Are proximity and tensing the hand the correct interactions for these kind of toys? We can only think by making.
Day 3
We’d spent the second day trying to learn some of the intrinsic properties of RFID tags and readers. Some of the ones we discussed were:
- You can’t see the tags
- Tags are ways for machines to tell the difference between different lumps of plastic–heading towards what Matt Jones has called a robot-readable planet
- Knowing a tag’s ID is proof that the reader was geographically there, like the patterned card punches used in orienteering
- The functional bit is the reader, not the tag
This last point was a revelation to me. RFID interactions are not like button-pushing interactions. With buttons, the smarts are behind the buttons themselves. The buttons trip relays and activate switches. With RFIDs, the smarts are all in the thing you use to push the buttons.
Imagine a computer keyboard, but the keyboard isn’t plugged into anything. Instead, cameras in your fingertips read the letters on the keys, decipher them, and send those letters via a USB cable in your wrist to the computer. That’s more like RFIDs. With buttons, the button pusher is the fungible bit (any finger can be a poking device) and each button is special. With RFID, the button pusher needs to be clever.

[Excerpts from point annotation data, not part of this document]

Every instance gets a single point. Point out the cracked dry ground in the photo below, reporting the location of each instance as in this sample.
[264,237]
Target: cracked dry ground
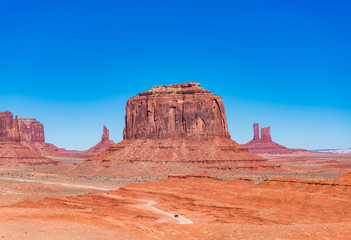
[220,209]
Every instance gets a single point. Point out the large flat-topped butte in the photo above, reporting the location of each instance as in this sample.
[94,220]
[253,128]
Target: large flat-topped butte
[179,123]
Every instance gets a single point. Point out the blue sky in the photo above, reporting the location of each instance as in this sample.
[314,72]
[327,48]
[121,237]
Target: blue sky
[73,64]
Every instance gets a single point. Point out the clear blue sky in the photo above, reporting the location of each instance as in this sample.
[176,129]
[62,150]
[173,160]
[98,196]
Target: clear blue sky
[73,64]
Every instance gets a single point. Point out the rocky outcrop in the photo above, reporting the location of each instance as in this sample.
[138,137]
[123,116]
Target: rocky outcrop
[31,130]
[256,132]
[12,152]
[266,134]
[177,128]
[9,129]
[105,134]
[265,145]
[181,110]
[105,143]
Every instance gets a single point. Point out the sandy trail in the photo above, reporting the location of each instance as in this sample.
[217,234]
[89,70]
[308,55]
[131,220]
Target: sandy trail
[148,205]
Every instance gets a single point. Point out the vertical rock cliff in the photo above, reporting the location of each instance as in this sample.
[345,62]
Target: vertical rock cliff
[181,127]
[175,111]
[264,144]
[12,152]
[9,129]
[31,130]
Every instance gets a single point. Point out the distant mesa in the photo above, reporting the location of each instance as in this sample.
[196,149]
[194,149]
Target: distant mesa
[180,126]
[9,130]
[264,144]
[12,152]
[175,111]
[32,135]
[105,143]
[31,130]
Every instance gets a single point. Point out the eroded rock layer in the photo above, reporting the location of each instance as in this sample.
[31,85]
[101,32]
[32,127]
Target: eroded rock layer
[12,152]
[9,130]
[31,130]
[264,144]
[181,125]
[179,110]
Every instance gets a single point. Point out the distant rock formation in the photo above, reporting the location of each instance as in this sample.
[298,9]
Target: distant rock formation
[105,143]
[266,134]
[9,129]
[264,144]
[32,135]
[105,134]
[12,152]
[177,124]
[256,132]
[180,110]
[31,130]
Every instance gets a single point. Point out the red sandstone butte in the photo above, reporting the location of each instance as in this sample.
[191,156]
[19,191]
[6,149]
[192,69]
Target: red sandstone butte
[264,144]
[178,124]
[12,152]
[105,143]
[32,136]
[9,130]
[31,130]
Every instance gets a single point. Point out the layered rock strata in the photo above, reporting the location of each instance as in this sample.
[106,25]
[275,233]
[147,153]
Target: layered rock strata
[31,130]
[178,111]
[101,146]
[265,145]
[180,124]
[12,152]
[9,130]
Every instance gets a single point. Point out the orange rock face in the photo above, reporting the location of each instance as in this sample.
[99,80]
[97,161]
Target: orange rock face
[9,130]
[13,153]
[180,110]
[31,130]
[264,144]
[181,126]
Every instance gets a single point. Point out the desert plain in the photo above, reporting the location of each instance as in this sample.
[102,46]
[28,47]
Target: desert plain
[176,175]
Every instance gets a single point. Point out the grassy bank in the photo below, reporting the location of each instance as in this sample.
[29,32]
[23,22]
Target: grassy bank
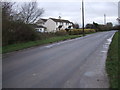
[113,62]
[20,46]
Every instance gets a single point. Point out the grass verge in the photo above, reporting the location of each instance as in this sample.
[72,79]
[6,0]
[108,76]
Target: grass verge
[20,46]
[113,62]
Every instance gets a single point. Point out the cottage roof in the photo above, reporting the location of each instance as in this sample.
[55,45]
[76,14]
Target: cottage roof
[60,20]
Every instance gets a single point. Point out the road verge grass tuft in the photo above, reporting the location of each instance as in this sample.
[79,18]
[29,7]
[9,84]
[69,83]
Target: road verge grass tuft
[20,46]
[113,63]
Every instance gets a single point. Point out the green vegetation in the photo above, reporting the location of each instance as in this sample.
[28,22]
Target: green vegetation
[113,62]
[80,31]
[19,46]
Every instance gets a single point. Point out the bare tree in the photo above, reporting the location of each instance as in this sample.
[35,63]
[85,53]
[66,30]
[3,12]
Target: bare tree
[7,10]
[29,12]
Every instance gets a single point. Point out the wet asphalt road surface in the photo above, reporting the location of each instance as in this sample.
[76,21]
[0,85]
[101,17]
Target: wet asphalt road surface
[76,63]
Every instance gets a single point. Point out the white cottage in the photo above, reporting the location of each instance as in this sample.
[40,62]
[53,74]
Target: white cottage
[53,24]
[40,25]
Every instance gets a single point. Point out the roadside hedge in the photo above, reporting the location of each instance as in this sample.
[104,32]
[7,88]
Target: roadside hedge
[80,31]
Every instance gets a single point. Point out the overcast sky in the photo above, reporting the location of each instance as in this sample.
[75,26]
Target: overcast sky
[71,10]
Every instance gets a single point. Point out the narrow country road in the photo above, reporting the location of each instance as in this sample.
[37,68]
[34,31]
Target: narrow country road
[76,63]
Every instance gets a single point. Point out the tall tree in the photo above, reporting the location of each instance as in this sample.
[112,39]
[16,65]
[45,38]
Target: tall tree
[30,12]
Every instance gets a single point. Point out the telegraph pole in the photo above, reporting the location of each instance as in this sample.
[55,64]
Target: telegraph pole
[83,18]
[104,19]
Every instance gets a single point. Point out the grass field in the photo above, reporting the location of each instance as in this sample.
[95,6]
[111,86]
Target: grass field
[19,46]
[113,63]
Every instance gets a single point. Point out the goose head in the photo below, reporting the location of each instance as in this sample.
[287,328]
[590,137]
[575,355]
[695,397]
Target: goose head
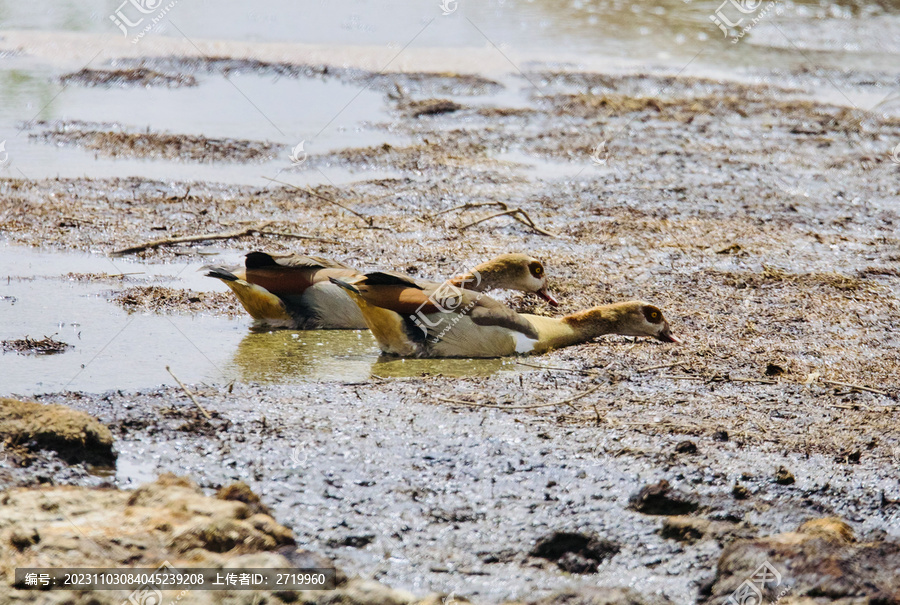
[633,318]
[514,271]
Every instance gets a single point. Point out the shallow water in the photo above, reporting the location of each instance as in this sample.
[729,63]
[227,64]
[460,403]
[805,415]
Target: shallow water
[252,107]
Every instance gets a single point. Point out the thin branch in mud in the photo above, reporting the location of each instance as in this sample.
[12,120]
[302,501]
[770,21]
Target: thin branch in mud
[170,241]
[516,213]
[469,206]
[189,394]
[511,408]
[664,366]
[297,236]
[557,369]
[858,387]
[367,219]
[753,380]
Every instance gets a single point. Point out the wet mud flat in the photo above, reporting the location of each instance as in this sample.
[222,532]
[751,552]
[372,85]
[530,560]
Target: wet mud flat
[763,222]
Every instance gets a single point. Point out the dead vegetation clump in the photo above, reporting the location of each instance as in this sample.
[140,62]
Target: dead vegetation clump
[31,346]
[424,83]
[800,112]
[181,147]
[140,76]
[158,299]
[443,155]
[774,275]
[658,84]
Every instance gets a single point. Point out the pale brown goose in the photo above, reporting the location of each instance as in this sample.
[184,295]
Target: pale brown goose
[296,291]
[411,321]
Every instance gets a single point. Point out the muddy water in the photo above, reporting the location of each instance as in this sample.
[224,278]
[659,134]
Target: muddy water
[115,349]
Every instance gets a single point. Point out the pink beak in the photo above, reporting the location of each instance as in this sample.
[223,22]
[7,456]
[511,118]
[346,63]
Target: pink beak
[546,296]
[667,336]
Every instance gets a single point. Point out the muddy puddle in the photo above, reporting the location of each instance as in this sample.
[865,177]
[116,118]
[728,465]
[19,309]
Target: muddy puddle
[110,341]
[48,124]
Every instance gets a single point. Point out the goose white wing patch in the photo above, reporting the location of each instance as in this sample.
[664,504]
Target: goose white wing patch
[524,345]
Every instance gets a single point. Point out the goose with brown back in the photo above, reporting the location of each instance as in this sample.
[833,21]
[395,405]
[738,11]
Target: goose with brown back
[296,291]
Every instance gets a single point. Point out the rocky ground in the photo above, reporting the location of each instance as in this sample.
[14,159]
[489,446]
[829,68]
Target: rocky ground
[762,221]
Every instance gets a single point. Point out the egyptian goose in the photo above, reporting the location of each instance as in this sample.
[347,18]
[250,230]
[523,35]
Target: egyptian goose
[295,291]
[411,321]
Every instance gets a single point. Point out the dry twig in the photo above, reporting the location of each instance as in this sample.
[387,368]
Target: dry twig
[169,241]
[189,394]
[367,219]
[858,387]
[495,406]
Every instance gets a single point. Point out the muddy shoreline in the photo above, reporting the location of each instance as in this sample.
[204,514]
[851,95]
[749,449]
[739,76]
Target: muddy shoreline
[765,226]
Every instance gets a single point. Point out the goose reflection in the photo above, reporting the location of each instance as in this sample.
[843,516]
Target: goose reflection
[293,356]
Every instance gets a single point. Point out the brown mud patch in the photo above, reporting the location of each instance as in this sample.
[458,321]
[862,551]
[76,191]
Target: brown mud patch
[127,77]
[160,299]
[160,146]
[425,83]
[74,435]
[35,346]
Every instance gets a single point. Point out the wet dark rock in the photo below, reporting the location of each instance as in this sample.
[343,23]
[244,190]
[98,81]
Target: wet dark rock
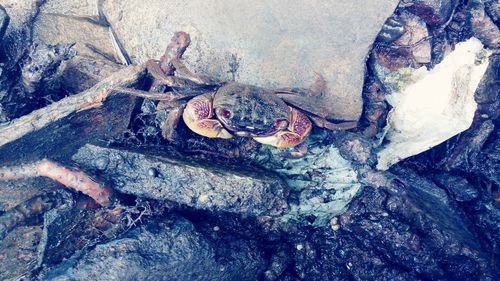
[169,250]
[392,29]
[15,192]
[459,188]
[39,67]
[4,21]
[407,224]
[30,211]
[434,12]
[69,229]
[487,92]
[492,8]
[483,27]
[356,149]
[18,253]
[200,185]
[411,49]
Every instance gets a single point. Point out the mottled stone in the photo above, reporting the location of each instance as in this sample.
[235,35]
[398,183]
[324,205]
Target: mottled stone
[265,43]
[18,253]
[208,186]
[433,12]
[172,250]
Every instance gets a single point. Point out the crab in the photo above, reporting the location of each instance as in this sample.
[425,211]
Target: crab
[281,117]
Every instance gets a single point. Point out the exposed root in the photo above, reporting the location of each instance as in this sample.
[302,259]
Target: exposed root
[28,211]
[74,179]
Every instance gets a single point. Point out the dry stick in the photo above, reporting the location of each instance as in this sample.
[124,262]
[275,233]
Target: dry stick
[91,98]
[36,120]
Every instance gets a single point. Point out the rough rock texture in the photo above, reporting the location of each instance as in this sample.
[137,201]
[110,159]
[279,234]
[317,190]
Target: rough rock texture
[433,12]
[18,253]
[414,124]
[265,43]
[203,186]
[171,250]
[321,184]
[4,22]
[406,231]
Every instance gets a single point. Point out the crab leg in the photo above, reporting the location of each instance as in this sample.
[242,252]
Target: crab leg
[197,116]
[297,130]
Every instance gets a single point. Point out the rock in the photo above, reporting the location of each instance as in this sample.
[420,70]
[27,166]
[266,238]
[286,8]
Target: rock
[493,10]
[411,49]
[18,253]
[4,21]
[434,12]
[392,29]
[321,183]
[484,28]
[414,125]
[18,35]
[15,192]
[207,186]
[269,45]
[170,250]
[408,230]
[459,188]
[40,68]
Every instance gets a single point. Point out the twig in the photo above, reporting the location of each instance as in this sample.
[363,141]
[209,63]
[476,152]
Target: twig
[91,98]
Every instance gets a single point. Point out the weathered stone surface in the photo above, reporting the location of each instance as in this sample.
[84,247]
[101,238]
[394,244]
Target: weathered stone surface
[166,251]
[18,253]
[92,39]
[4,21]
[18,33]
[203,186]
[266,43]
[15,192]
[433,12]
[415,124]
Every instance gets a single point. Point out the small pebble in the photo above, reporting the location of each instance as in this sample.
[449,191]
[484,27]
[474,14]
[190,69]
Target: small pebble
[152,172]
[101,163]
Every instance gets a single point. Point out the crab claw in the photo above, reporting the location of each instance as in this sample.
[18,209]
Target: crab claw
[297,131]
[197,116]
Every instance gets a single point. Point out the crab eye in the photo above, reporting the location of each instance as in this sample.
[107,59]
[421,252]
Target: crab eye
[280,124]
[225,113]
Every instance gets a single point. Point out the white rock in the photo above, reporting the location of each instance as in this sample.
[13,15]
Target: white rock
[437,105]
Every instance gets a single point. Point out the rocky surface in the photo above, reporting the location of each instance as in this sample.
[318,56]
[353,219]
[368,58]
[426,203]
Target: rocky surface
[433,216]
[200,185]
[277,44]
[18,252]
[168,250]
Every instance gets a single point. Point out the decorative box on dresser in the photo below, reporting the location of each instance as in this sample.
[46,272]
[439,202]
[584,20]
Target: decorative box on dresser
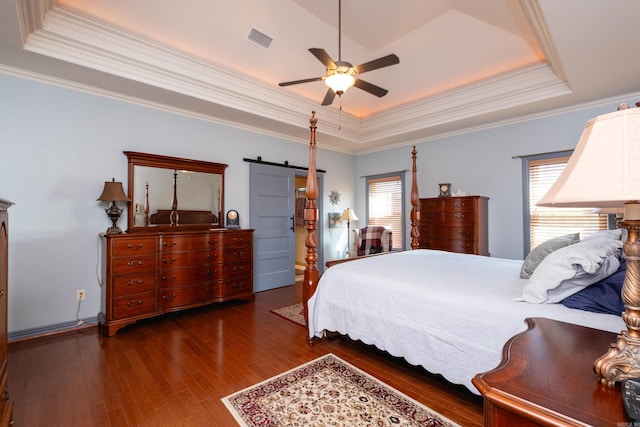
[454,224]
[6,405]
[146,274]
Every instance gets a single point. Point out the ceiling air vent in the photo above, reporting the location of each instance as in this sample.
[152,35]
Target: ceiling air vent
[260,38]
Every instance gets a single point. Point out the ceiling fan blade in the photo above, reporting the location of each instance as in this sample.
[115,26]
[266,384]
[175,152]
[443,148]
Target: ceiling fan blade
[328,98]
[385,61]
[371,88]
[296,82]
[323,56]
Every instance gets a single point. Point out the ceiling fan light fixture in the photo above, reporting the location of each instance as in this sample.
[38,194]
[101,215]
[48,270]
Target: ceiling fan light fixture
[340,81]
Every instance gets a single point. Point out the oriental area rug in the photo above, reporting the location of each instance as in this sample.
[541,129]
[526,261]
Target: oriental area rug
[294,313]
[328,392]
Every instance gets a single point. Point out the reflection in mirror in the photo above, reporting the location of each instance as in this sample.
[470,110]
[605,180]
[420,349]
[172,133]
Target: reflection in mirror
[195,196]
[170,192]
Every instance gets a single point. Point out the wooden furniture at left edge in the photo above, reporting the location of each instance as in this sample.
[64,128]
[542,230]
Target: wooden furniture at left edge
[6,405]
[311,216]
[146,274]
[546,378]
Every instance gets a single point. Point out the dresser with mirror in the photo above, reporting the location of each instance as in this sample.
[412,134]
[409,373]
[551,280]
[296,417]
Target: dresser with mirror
[176,253]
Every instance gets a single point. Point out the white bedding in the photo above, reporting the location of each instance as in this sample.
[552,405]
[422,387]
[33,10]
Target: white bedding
[450,313]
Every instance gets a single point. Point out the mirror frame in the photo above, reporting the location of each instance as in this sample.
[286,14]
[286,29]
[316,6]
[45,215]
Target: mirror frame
[175,163]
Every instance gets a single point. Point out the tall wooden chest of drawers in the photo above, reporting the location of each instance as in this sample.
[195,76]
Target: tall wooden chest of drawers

Continuing this thought, imagine a keyboard which worked like this. You’d print out paper ones that were better for Quark or Photoshop or whatever. You’d draw ad hoc macro keys on the desk, in erasable pen. Taking this back to RFIDs, does their true potential only emerge when people can make and write their own copy-tags to fill their environments?
Anyway.
Since the reader is the functional bit, different tags can behave in different ways. Perhaps the reader could have a slot in the top, and that’s where you slip in a tag to state the kind of tool the reader is at the moment (a telephone, a camera, a query tool), and there are other kinds of tags that represent objects, like people, places and things. What about stacking tags, or having them interlock in different ways, or… or…
The possibilities multiplied.
On the third day, we came back to where we’d started on the first day: Trying to get a feel for the field of an RFID reader.
Above is a drawing Timo made, with the RFID reader under a desk and a pen through a hole in the middle of an RFID tag. He drew only when the reader was picking up the tag ID. It’s a beautiful image. (Thanks Timo for the photo. This was when we were seeing if a magnet would distort the field. Other drawings didn’t have that in place.)
Jack and Timo spent time in the workshop at the Architecture School making a robot pen to do the same thing.
This pen has an embedded RFID tag (Timo’s photo again). It’s wired to the RFID reader, which controls a solenoid pushing the pen up and down. The pen is only down, and drawing, when it’s within range of the reader. You slide it around, and the automation does the rest.
The machine-aided drawings aren’t as beautiful as the totally hand-drawn ones, but ain’t that always the case.